The second obstacle was that very little was known about the wild plant foods eaten thousands of years ago in regions that have been under cultivation for 5000-10,000 years. Henry scoured the literature and the available seed banks and herbaria for possible ancient wild food sources in Europe, Asia, and Africa, raising the plants from seed and harvesting and examining the starch grains from the edible portions. This led to a catalogue of starch microfossils from 388 plant taxa, which will be available online. Finally, since the project involved samples from individuals who had lived up to at least 160,000 years ago, it was necessary to distinguish deliberate food preparation via a large range of possible techniques from alterations of starches due to age or diagenesis. This led to a series of experimental alterations of grains, legumes and tubers (underground storage organs) by every conceivable preparation method, both cooked and raw, to characterize the resultant damage to the starch grains.
Dental calculus was sampled from 33 fossil hominin individuals or dental samples (isolated teeth or groups of teeth), including 10 Neandertals from the Near East and Europe, and 23 early Homo sapiens from the Near East, Europe and Africa. Starch microfossils were sampled from crevices in stone tools at six sites, four of which also yielded some of the dental calculus samples mentioned above. The results suggested that Neandertals ate a wide range of plant foods throughout their range, including grains, tubers and legumes, and that the Homo sapiens who succeeded them did not have a broader plant diet. Additionally, the Iraqi Neandertals appear to have prepared grain, probably a kind of barley, by cooking it in water, and also consumed dates and possibly other tree fruits.
Address Goals
The research made important contributions to the palaeoanthropology of Neandertals, to the study of human evolution generally, and to palaeobotany.
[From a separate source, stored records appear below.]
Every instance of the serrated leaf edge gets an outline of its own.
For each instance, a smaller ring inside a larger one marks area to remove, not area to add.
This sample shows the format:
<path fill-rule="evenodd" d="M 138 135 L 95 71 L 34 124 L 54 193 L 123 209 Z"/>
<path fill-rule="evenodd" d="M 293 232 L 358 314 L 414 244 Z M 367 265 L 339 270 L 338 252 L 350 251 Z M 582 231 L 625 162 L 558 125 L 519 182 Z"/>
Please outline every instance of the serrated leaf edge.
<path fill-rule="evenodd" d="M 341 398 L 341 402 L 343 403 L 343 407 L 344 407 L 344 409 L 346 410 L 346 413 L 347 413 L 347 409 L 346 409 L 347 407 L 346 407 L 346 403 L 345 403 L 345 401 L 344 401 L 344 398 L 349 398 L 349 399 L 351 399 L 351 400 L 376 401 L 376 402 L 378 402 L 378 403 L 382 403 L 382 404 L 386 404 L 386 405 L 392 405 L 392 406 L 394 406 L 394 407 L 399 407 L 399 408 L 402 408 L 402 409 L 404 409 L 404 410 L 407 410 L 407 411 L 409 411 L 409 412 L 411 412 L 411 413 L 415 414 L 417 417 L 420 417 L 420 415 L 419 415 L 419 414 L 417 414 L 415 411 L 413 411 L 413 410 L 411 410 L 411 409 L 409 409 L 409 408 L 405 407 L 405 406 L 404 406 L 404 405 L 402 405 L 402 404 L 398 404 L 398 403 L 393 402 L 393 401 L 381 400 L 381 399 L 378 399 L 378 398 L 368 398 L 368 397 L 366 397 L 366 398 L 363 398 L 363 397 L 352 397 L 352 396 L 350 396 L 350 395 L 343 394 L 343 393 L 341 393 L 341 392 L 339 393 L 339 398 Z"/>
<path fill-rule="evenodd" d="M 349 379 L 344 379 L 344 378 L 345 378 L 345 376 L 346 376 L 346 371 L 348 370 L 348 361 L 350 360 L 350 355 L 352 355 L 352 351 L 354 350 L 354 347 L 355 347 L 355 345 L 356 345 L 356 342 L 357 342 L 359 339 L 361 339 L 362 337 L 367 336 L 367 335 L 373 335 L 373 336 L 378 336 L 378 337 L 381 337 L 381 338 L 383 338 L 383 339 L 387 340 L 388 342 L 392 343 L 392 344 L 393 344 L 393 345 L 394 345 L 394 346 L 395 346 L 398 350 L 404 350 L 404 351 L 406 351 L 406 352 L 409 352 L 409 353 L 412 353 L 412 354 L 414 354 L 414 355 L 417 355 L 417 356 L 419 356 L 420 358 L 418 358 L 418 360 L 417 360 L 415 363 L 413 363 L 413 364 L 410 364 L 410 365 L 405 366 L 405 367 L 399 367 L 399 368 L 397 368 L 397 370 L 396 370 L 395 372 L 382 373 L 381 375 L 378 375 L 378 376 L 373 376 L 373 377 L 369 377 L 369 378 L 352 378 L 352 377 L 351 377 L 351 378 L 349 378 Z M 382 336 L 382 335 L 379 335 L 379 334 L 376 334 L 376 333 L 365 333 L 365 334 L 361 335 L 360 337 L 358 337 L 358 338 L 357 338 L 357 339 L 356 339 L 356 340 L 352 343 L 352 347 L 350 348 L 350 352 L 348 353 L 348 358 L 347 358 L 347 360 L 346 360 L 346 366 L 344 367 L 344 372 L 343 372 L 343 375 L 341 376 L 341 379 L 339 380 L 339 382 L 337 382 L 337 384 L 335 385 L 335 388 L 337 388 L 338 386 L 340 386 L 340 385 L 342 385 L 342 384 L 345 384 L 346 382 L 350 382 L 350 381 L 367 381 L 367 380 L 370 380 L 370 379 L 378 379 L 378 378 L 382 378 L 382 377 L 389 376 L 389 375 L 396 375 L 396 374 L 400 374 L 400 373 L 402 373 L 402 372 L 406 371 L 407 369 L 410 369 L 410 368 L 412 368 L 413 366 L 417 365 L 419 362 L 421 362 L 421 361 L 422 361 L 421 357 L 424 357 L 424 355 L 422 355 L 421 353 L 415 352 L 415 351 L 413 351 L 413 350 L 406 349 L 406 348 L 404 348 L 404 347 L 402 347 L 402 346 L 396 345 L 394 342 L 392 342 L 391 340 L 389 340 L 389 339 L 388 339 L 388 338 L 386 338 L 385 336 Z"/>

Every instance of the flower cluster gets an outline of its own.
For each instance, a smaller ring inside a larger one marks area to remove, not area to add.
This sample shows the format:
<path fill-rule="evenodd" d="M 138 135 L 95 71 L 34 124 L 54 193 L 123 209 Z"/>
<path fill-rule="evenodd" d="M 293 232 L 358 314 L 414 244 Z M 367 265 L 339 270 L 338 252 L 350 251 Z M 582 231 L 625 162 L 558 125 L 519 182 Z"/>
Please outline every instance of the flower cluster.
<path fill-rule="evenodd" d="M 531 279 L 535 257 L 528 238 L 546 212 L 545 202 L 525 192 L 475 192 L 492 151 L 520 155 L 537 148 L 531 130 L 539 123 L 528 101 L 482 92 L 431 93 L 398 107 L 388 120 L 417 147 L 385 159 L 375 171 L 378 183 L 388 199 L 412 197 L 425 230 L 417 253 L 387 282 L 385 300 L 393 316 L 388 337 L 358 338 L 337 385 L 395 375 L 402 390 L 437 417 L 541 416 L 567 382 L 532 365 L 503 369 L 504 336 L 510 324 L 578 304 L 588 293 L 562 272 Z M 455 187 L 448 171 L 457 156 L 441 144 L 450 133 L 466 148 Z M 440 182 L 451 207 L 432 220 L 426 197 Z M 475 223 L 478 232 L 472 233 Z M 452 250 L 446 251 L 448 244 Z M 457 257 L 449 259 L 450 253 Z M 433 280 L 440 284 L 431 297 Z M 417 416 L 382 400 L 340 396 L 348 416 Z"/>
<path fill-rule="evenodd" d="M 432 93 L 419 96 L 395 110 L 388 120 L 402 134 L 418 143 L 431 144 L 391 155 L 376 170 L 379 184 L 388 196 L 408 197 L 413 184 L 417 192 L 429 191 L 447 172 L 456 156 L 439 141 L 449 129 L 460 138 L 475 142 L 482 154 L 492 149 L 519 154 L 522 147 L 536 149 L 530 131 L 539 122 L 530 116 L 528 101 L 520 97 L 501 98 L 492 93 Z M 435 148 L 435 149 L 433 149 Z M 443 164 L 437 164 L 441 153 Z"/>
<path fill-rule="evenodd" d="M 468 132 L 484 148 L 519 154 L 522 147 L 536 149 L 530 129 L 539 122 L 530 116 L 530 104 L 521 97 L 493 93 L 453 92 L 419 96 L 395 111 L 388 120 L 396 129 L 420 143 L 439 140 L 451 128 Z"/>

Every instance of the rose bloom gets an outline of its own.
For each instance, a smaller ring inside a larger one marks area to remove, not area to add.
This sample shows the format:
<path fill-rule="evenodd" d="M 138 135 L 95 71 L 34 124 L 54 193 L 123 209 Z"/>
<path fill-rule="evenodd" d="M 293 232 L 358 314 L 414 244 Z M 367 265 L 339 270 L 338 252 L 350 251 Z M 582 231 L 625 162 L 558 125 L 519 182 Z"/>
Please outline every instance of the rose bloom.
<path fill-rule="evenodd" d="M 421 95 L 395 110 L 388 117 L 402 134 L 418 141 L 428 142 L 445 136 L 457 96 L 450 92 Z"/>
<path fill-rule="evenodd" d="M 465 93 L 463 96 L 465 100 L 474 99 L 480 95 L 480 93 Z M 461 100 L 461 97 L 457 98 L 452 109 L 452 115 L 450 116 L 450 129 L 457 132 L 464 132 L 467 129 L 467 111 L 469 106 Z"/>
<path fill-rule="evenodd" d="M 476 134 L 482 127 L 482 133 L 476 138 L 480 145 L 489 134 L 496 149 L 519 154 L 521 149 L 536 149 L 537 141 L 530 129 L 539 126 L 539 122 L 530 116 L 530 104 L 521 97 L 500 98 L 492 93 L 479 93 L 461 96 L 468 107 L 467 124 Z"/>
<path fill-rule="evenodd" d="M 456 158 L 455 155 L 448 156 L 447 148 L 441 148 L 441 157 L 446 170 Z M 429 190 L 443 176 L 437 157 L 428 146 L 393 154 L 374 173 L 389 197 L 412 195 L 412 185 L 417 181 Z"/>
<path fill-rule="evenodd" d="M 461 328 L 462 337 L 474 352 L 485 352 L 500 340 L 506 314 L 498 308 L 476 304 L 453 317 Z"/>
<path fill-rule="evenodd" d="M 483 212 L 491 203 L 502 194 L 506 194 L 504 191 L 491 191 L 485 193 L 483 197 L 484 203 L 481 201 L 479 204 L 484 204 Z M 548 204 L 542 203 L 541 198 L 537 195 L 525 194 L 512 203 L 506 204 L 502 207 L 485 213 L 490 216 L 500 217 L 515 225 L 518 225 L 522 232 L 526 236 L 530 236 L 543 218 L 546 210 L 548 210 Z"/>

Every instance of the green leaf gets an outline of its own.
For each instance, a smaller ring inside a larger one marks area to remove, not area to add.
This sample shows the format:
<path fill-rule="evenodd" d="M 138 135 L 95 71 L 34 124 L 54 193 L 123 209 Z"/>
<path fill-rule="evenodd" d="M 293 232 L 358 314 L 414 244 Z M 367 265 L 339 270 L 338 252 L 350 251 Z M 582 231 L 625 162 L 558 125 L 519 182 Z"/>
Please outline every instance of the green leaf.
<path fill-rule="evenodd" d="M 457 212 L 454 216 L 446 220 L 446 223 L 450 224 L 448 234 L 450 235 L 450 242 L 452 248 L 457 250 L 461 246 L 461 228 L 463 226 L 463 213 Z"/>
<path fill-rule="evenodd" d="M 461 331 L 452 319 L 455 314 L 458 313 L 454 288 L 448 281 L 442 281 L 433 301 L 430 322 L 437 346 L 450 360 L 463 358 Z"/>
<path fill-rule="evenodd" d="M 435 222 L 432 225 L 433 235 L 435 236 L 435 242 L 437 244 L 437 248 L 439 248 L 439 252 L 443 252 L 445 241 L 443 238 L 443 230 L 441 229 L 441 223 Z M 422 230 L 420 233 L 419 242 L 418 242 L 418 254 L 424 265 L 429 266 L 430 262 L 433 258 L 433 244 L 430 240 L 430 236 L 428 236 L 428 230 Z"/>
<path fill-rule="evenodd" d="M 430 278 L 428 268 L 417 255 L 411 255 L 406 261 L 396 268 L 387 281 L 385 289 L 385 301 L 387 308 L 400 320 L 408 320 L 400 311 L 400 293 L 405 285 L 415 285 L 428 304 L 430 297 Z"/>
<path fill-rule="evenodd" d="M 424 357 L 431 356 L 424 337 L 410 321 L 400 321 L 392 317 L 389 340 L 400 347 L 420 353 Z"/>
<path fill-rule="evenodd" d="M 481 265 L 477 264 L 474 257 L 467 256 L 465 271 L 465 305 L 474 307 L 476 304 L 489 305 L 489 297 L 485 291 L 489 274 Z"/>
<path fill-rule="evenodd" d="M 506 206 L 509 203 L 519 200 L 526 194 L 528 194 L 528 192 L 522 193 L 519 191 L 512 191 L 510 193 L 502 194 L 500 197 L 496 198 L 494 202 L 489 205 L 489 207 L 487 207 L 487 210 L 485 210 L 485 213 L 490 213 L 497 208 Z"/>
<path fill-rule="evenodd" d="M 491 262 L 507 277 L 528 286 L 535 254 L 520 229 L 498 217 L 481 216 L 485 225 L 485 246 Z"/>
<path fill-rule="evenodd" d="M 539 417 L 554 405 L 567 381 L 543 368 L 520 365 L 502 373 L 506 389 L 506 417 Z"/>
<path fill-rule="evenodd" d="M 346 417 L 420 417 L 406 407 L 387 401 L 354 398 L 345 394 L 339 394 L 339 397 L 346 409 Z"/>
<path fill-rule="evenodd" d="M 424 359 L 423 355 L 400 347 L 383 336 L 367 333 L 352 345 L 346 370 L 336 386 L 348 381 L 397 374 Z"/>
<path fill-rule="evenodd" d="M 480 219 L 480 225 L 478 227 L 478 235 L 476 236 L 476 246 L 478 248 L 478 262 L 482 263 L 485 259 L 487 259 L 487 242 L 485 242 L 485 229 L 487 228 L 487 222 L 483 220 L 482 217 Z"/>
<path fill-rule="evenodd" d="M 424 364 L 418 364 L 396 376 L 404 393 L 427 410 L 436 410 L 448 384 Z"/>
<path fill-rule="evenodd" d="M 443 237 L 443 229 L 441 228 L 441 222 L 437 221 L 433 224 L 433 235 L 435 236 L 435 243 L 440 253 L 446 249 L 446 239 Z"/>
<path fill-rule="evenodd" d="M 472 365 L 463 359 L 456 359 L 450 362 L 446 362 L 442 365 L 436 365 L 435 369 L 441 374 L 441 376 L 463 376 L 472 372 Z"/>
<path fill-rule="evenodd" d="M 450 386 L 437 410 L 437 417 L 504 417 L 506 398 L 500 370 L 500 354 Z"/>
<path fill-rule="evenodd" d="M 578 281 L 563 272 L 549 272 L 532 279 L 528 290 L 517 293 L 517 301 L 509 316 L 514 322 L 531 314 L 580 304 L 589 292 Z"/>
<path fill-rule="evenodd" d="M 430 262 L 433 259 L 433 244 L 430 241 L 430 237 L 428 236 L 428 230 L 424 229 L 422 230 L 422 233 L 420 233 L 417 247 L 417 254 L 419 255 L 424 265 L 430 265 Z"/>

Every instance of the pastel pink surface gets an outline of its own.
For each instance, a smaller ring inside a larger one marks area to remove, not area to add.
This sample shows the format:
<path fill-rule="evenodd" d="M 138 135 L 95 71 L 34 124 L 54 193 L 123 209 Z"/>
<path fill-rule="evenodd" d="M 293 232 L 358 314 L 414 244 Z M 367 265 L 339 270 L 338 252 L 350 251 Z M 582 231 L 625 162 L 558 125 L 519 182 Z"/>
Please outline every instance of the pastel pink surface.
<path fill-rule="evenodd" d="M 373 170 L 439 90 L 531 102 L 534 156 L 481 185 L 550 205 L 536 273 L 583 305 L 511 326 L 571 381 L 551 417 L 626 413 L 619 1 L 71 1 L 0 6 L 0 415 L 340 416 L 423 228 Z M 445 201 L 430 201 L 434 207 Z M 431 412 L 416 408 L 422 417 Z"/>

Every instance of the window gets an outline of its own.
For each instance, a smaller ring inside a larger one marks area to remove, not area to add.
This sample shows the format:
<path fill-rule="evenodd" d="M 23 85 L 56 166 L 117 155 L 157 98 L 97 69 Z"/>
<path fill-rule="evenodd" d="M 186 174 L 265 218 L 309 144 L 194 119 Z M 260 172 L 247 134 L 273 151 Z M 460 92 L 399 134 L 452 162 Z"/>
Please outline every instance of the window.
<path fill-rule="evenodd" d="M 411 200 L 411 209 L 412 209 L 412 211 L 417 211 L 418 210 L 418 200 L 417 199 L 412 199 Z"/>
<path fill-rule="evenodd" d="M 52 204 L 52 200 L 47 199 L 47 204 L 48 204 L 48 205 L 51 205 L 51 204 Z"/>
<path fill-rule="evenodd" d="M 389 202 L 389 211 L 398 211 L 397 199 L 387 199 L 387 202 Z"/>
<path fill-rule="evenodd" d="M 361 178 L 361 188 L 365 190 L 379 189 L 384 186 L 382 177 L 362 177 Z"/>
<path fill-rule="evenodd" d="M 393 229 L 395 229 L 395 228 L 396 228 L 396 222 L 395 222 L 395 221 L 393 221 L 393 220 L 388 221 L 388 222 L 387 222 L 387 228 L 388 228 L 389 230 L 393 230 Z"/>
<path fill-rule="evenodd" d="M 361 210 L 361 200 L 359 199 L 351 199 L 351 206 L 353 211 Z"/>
In palaeoanthropology, the research demonstrated the effectiveness of an entirely new set of techniques for documenting the evolution of human diets over time, which in turn has implications for current nutritional and medical practices. Palaeobotanical research will be enhanced both by the development of a soon-to-be online catalogue of old world wild plant food starch grains , and by the experimental documentation of how various modes of plant food preparation modify starch grain structures. In addition, the research contributed to the interdisciplinary training of a young researcher, that would not have been possible within a single discipline.
Initial findings from this research were published in the Proceedings of the National Academy of Sciences (Henry, A.G., Brooks, A.S. and D.R. Piperno, Microfossils in calculus demonstrate consumption of plants and cooked foods in Neanderthal diets (Shanidar III, Iraq; Spy I and II, Belgium), Proceedings of the National Academy of Sciences 108 (2): 486-491). They were also discussed in Science’s "Random Samples,
Cavemen craved carbs too Science 331:13).